Accurate interpolation of soil organic carbon (SOC) spatial patterns is recognized for its ecological, economic, and agricultural benefits. This study compares GIS-based interpolation techniques for estimating SOC variation at three soil depths in Medinipur Block, West Bengal, India. The authors sampled 98 soils from diverse land‑use sites, recorded GPS coordinates, applied five GIS interpolation methods (IDW, LPI, RBF, OK, EBK), and evaluated accuracy using cross‑validation metrics (R² and RMSE). SOC is highest in forest land and lowest in bare land, and ordinary kriging outperforms the other methods with the lowest RMSE and highest R².

Abstract

The ecological, economical, and agricultural benefits of accurate interpolation of spatial distribution patterns of soil organic carbon (SOC) are well recognized. In the present study, different interpolation techniques in a geographical information system (GIS) environment are analyzed and compared for estimating the spatial variation of SOC at three different soil depths (0–20 cm, 20–40 cm and 40–100 cm) in Medinipur Block, West Bengal, India. Stratified random samples of total 98 soils were collected from different landuse sites including agriculture, scrubland, forest, grassland, and fallow land of the study area. A portable global positioning system (GPS) was used to collect coordinates of each sample site.
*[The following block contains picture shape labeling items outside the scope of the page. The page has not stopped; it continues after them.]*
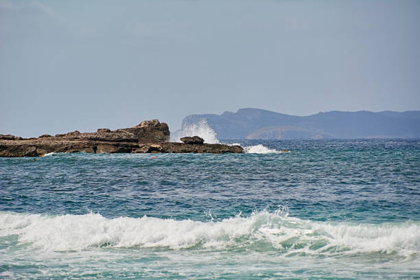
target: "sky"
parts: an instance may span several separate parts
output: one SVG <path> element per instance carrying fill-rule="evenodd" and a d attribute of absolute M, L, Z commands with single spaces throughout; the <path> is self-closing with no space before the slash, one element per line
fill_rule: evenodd
<path fill-rule="evenodd" d="M 0 0 L 0 133 L 420 110 L 420 1 Z"/>

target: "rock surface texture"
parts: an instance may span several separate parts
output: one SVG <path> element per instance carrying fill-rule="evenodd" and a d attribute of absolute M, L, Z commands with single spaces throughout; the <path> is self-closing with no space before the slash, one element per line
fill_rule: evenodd
<path fill-rule="evenodd" d="M 157 119 L 143 121 L 129 128 L 115 130 L 100 128 L 96 132 L 80 133 L 75 130 L 56 136 L 43 135 L 38 138 L 30 139 L 0 135 L 0 156 L 41 156 L 50 152 L 78 152 L 95 154 L 223 154 L 242 153 L 244 151 L 239 145 L 203 144 L 200 141 L 191 143 L 170 143 L 169 139 L 167 125 Z"/>

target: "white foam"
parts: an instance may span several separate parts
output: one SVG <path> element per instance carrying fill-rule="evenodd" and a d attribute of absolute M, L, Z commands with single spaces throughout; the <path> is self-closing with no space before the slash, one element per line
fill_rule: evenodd
<path fill-rule="evenodd" d="M 263 211 L 220 221 L 200 222 L 143 217 L 108 219 L 97 213 L 49 216 L 0 212 L 0 237 L 46 251 L 114 247 L 222 248 L 270 244 L 285 254 L 396 253 L 420 250 L 420 222 L 351 224 L 313 222 L 287 211 Z"/>
<path fill-rule="evenodd" d="M 177 131 L 171 135 L 171 141 L 180 142 L 180 138 L 187 136 L 199 136 L 205 140 L 205 143 L 214 144 L 220 143 L 216 137 L 216 132 L 209 126 L 205 119 L 191 125 L 187 126 L 180 131 Z"/>

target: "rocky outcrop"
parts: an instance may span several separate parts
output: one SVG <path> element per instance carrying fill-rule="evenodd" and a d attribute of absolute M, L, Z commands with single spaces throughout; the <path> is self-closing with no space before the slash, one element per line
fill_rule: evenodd
<path fill-rule="evenodd" d="M 196 139 L 196 142 L 190 142 L 191 143 L 169 143 L 169 137 L 167 125 L 157 119 L 116 130 L 100 128 L 96 132 L 87 133 L 75 130 L 27 139 L 0 135 L 0 156 L 40 156 L 50 152 L 78 152 L 110 154 L 243 152 L 242 148 L 239 145 L 203 144 L 194 137 L 190 137 Z"/>
<path fill-rule="evenodd" d="M 170 130 L 167 124 L 161 123 L 158 119 L 142 121 L 138 126 L 115 131 L 132 133 L 139 139 L 139 143 L 169 142 Z"/>
<path fill-rule="evenodd" d="M 204 139 L 198 136 L 183 137 L 180 140 L 186 144 L 202 144 L 204 143 Z"/>

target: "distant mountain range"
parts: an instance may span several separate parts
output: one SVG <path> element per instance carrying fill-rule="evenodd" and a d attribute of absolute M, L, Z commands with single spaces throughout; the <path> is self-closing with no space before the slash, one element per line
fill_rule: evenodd
<path fill-rule="evenodd" d="M 420 111 L 318 113 L 298 117 L 247 108 L 191 115 L 181 130 L 205 119 L 220 139 L 420 138 Z"/>

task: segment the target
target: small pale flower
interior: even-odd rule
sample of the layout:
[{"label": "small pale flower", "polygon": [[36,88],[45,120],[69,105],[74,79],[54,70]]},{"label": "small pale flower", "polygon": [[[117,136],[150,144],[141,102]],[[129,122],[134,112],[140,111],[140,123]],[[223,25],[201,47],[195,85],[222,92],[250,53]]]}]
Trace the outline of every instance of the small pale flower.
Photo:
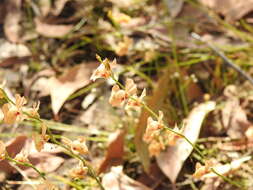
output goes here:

Five interpolation methods such as inverse distance weighting (IDW), local polynomial interpolation (LPI), radial basis function (RBF), ordinary kriging (OK) and Empirical Bayes kriging (EBK) are used to generate spatial distribution of SOC. SOC is concentrated in forest land and less SOC is observed in bare land. The cross validation is applied to evaluate the accuracy of interpolation methods through coefficient of determination (R2) and root mean square error (RMSE). The results indicate that OK is superior method with the least RMSE and highest R2 value for interpolation of SOC spatial distribution.